Hatashite yokatta no ka?
Rowing Ruminations Part 18
Looking back, I can see that I got to do
what I said I wanted to do in crew. I wanted to cox (check). I wanted to row
(not scull) on a women’s boat (check). I also got to do something I wanted to
do but didn’t say out loud, which was cox the first varsity boat (check).
There were guys on the squad who were put
in slow boats year after year because they didn’t have the height or the
flexibility or the strength or it just kind of worked out that way because
there were too many guys who were bigger and stronger and better rowers than
them. I was lucky. I got a seat on competitive boats most years.
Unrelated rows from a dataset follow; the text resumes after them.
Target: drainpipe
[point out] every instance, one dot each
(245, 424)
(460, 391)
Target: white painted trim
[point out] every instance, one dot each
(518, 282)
But there was stuff I’d wanted to do that I
hadn’t said out loud, and couldn’t make happen. I’d wanted to excel at coxing,
but when things got too hard, I shut down. I wanted to understand the guys
better, but I gave up when they wouldn’t open up to me. I wanted to be better
friends with my women’s boat, but when they said they couldn’t get close to the
guys, I rolled my eyes. Shutting down when things get too difficult is a
recurring pattern in my life. Sometimes it’s the right thing to do, and sometimes
it isn’t. I know I do it more frequently than I should. Crew taught me I wasn’t
as strong or as smart as I thought I was, the way university physics did. This
is important information.
I’ve ruminated on and on (thank you for
reading), and it’s all ranting and no raving. If you’ve never rowed, you are probably
wondering why on earth I stuck with it. I guess the more appropriate question
would be why I didn’t leave.
If you row, or have rowed, you probably understand. You've probably ranted but not raved about it and your friends and family have said to you "so why are you doing this again?"
If you row, or have rowed, you probably understand. You've probably ranted but not raved about it and your friends and family have said to you "so why are you doing this again?"
I didn’t leave because I didn’t want to be
the third girl to quit. I wanted to be the first girl to stay. I didn’t leave
because if three girls quit, it would seal the fate of any future girls who wanted
to row for our school, as in, it would never happen.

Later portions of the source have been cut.